Monday, April 24, 2017

Preaching on pronunciation: That's the spirit!

It just goes to show that you can get into trouble for practically ANYTHING nowadays. No...let me amend that: I can get into trouble for practically ANYTHING nowadays. Case in point:  There I was, yesterday in church. Yes...church. Taking detailed sermon-notes to stay on task. Discussing the weather with fellow parishioners. Singing. And in this case, singing the Doxology. Poorly, but still, with feeling and sincerity. "Praise Father, Son, & Holy Ghost. Ahhhhhh-men." I was startled when my daughter Sydney sent me a scathing scowl.
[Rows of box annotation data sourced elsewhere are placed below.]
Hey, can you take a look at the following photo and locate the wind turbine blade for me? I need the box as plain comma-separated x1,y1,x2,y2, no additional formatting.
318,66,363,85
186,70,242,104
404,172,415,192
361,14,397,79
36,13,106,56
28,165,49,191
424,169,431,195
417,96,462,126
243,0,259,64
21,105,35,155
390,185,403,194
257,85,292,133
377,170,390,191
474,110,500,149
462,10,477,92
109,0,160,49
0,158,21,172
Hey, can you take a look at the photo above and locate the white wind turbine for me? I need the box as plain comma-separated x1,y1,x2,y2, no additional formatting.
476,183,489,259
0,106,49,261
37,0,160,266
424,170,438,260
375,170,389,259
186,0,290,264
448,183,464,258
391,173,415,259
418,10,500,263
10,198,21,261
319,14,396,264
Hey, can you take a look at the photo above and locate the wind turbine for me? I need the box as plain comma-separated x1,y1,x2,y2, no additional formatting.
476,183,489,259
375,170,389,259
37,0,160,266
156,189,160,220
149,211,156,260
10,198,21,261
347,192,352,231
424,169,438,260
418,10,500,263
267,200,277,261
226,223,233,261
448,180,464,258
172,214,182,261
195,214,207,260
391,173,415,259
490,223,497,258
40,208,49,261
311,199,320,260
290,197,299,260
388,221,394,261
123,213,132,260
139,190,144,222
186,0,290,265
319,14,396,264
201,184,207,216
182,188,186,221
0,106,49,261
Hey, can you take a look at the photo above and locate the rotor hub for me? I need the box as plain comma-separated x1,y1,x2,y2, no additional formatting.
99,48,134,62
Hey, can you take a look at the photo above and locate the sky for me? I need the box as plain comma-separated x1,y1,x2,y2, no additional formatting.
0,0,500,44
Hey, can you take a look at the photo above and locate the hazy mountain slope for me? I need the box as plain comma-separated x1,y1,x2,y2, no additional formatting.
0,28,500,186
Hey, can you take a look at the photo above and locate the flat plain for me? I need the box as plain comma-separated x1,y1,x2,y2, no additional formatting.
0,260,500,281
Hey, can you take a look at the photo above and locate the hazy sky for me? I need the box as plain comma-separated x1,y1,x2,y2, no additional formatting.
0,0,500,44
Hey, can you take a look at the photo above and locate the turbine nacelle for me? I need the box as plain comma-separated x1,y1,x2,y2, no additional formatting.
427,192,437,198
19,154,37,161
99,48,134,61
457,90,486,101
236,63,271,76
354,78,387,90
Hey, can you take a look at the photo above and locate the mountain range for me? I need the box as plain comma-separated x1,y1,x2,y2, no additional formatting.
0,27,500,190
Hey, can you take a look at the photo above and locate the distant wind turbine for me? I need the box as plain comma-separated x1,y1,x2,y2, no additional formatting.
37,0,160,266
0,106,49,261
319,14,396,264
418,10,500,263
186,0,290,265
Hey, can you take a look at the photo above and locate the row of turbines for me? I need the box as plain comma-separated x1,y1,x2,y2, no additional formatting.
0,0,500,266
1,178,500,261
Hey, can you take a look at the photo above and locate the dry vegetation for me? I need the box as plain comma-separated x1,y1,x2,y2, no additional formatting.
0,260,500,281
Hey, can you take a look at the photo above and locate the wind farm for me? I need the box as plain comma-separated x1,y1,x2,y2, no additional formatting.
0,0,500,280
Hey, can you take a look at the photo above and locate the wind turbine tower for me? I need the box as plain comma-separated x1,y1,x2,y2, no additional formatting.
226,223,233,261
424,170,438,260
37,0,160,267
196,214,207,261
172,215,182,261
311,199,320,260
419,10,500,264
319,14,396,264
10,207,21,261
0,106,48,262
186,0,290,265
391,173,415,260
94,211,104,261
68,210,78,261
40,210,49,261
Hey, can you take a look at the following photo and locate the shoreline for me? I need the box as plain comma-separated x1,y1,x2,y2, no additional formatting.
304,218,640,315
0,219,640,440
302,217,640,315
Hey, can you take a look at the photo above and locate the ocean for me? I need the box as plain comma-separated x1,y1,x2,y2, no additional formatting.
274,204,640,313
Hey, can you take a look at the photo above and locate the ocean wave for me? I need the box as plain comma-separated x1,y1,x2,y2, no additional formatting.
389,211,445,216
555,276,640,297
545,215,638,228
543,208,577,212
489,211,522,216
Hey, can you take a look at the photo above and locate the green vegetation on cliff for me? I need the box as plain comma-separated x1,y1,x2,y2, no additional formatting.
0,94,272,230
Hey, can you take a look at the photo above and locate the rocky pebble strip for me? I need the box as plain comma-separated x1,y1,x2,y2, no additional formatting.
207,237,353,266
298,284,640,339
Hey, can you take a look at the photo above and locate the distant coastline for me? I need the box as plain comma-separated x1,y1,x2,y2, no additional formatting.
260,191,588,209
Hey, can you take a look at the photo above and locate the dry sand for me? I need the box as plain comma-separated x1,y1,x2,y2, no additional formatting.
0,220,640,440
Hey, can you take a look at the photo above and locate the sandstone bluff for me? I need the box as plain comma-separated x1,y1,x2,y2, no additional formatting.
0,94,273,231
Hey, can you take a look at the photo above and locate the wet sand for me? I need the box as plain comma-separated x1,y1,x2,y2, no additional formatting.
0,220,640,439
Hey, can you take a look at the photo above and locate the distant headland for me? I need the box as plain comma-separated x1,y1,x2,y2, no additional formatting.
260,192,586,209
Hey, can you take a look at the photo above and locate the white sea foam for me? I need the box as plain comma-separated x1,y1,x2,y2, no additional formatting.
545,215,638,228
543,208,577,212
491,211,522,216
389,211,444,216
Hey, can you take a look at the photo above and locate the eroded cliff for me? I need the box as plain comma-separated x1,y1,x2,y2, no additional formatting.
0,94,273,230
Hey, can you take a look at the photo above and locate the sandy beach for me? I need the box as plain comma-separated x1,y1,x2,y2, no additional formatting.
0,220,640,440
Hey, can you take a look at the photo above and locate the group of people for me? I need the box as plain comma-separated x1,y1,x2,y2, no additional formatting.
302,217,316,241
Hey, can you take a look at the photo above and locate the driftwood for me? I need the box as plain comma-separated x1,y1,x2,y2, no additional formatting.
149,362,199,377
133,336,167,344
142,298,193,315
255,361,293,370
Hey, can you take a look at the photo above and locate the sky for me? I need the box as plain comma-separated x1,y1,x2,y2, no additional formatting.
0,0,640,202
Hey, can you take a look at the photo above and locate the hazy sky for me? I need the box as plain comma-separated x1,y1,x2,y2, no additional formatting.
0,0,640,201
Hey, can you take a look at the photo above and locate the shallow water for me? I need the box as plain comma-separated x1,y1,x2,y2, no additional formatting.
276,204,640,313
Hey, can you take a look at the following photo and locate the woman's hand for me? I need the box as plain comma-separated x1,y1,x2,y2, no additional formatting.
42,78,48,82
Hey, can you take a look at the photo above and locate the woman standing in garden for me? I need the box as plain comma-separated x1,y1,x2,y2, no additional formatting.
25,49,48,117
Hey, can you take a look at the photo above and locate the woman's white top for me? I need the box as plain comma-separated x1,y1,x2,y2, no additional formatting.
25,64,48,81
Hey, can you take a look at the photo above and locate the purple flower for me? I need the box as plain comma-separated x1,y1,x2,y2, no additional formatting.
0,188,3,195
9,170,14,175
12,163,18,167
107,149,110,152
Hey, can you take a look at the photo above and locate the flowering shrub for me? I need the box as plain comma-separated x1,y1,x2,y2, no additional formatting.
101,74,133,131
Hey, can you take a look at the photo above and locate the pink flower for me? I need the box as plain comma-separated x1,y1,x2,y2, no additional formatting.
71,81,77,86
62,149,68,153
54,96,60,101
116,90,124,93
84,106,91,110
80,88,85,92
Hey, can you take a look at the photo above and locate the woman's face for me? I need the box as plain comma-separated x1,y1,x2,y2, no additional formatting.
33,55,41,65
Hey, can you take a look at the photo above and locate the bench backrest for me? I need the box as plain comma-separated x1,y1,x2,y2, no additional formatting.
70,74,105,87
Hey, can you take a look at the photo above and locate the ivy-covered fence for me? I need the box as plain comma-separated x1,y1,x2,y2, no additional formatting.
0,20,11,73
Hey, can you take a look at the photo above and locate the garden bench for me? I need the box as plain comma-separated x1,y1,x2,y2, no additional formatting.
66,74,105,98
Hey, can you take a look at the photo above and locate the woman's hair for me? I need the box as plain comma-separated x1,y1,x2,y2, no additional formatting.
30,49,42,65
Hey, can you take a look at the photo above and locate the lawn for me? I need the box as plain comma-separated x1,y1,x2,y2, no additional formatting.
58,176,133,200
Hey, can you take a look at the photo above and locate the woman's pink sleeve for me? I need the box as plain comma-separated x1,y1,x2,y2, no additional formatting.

I would learn the reason for the scowl as soon as we reached the van. "Did you hear Mom putting on airs during the service," Sydney asked her father in disgust. I was shocked. Me? Airs? I'm the one who begged for Duluth Trading Post no-yank tanks for Christmas and am currently petitioning the company to make knee-length tank tops. I take the dogs out every day for their morning constitution clad in a robe with my hair wrapped in a turban, cheerfully waving at passing neighbors. Airs? Me?

"What was with your Ahhhh-men?" she said accusingly to me, "You know that we're long-A Amen people."

We are? Frankly...I was stunned.

"Whenever you're trying to impress people, you switch to Ahhhh-men," she alleged. I was shocked. When I am consciously trying to impress people, I wear shoes that have backs to them and use the word "extrapolate" in context. If I'm REALLY trying to wow someone, I might put on some nail-polish and then let a year go by as the paint slowly chips off. Airs?!?! Me?!?!

Brad had remained strangely silent during this exchange but re-joined the conversation as we drove past a barn in mid-repair. Sydney remarked upon the Amish practices of barn-raising and I pounced.

"Wait. Say that again," I told her.

"What," she asked, confused.

""Who raises barns?" I asked.

"The Amish," she answered.

Triumphant, I turned to my husband. "Did you hear that?"

"Airs/smares," I snapped, "look at you getting all fancy with how you pronounce Amish."

"What do you mean," Sydney replied, confused, "I say it like everyone else says it."

Does she?" I asked Brad, who was still keeping quiet. His mid-west accent makes him a target during conversations such as these. He did shake his head though.

"You say the beginning of Amish like you're going to say the word almond," I contested, "It's suppose to sound like when the doctor asks you to say Ahhh...."

"Like in Amen," Brad finally said, grinning. Sydney slumped back in her seat and I sat up much straighter, proudly vindicated. Just the emotions that one is SUPPOSE to feel when one leaves church.